Le indagini della Guardia di Finanza di Caltanissetta hanno consentito di sgominare un clan che operava con estorsioni, usura e trasferimenti illeciti di somme di denaro

Caltanissetta. Una lunga e complessa attività di indagine, condotta dal Gico del Nucleo di Polizia Tributaria della Guardia di Finanza di Caltanissetta, ha consentito di smantellare un clan mafioso "emigrato" in Lombardia, con collegamenti in Belgio, specializzato nell'estorsione, nell'usura e nel trasferimento fraudolento di ingenti somme di denaro. I militari hanno eseguito complessivamente 24 ordinanze di custodia cautelare e 35 perquisizioni locali su tutto il territorio nazionale, sequestrando 11 società, un'autorimessa ed un centro sportivo con annesso maneggio.

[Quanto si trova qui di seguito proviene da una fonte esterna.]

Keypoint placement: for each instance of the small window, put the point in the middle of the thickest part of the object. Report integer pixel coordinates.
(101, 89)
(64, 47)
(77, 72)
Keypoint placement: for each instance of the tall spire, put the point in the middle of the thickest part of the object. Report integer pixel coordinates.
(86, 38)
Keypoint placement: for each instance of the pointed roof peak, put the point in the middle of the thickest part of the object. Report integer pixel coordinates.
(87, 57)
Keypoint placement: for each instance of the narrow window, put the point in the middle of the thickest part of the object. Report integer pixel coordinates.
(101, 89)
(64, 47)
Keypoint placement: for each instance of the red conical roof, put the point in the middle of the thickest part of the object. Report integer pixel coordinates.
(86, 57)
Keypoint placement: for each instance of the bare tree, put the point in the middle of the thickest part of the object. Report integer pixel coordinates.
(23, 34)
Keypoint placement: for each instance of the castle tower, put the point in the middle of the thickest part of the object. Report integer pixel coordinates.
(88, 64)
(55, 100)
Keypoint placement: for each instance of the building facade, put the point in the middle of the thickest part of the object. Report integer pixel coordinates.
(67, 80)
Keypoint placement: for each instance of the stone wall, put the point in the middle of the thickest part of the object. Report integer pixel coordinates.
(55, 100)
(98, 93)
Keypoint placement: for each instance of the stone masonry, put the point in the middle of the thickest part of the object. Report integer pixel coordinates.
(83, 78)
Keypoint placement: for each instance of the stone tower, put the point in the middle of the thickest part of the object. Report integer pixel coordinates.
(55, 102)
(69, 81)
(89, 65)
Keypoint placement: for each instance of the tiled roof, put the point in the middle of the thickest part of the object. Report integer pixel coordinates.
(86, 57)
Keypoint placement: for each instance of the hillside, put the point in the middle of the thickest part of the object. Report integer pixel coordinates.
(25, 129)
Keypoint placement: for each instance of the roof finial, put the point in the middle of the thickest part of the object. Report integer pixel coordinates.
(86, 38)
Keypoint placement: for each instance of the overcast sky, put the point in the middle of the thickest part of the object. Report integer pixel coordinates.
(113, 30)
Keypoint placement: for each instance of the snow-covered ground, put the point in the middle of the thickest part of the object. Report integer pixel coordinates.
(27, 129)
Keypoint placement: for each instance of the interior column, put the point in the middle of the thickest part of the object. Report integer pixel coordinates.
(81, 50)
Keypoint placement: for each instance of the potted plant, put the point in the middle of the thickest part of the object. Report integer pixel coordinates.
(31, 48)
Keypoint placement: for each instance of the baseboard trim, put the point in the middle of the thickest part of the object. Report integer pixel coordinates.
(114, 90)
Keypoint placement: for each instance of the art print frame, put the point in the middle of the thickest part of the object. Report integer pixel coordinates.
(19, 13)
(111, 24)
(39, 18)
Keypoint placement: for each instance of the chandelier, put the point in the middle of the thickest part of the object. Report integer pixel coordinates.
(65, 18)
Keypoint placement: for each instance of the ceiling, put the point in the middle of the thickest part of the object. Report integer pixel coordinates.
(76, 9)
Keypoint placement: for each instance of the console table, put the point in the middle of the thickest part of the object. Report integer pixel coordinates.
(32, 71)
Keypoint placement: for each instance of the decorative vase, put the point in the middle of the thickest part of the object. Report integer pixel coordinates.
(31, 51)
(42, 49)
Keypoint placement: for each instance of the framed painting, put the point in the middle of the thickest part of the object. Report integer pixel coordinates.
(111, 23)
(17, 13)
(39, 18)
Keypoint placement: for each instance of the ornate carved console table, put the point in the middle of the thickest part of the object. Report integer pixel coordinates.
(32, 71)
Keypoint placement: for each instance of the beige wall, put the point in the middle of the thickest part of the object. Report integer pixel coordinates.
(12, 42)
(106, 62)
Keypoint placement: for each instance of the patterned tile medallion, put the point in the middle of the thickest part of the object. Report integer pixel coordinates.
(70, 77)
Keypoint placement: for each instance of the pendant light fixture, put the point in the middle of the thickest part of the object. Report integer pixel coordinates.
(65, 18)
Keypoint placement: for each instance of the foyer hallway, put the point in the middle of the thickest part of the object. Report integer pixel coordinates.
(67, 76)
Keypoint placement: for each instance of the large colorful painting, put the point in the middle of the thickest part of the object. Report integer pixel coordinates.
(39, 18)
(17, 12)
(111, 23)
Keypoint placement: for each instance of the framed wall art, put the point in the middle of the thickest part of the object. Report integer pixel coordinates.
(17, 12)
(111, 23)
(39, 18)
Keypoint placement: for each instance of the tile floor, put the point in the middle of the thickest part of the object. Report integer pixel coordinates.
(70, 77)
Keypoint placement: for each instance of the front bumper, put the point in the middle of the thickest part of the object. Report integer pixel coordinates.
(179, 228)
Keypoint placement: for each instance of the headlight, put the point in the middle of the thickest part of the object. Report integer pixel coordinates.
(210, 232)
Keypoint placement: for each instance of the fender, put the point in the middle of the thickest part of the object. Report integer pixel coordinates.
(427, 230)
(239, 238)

L'operazione, coordinata dalla Dda di Caltanissetta, costituisce lo sbocco delle indagini svolte dal Gico dal 2006 al 2009 nel settore della prevenzione e del contrasto al reimpiego di capitali fittiziamente intestati. Gli investigatori hanno infatti individuato nel 2006 sospetti flussi di denaro provenienti dal Belgio, come confermato dall'Ufficio Italiano Cambi. Gli approfondimenti investigativi, condotti con la collaborazione della polizia belga, hanno consentito di accertare che i flussi finanziari erano riconducibili ad attività imprenditoriali gestite da un clan che operava nell'hinterland milanese, collegata alla famiglia mafiosa di Pietraperzia, nell’Ennese, i cui principali referenti nel territorio lombardo erano Giovanni Tramontana e Felice Canna.
Le indagini, svolte con l'ausilio di intercettazioni telefoniche ed ambientali, accertamenti bancari e attraverso i tradizionali servizi di controllo e pedinamento, hanno consentito di ricostruire l'organigramma dell'organizzazione soggetti a vario titolo inseriti nell'organizzazione mafiosa e le attività economiche. L'attività della cosca nel territorio lombardo, secondo gli investigatori era coordinata dal bergamasco Giovanni Marchetti; a capo dell'organizzazione i fratelli Giovanni e Vincenzo Monachino, appartenenti alla cosca di Pietraperzia, i quali facevano riferimento, nel territorio lombardo, alla "decina" di Cologno Monzese, capeggiata dal pluripregiudicato Calogero Ferruggia.
Il clan, che manteneva una struttura fortemente gerarchica, aveva differenziato le proprie attività spostando gli interessi in Lombardia, dove gli affiliati erano pressoché sconosciuti alle forze dell'ordine.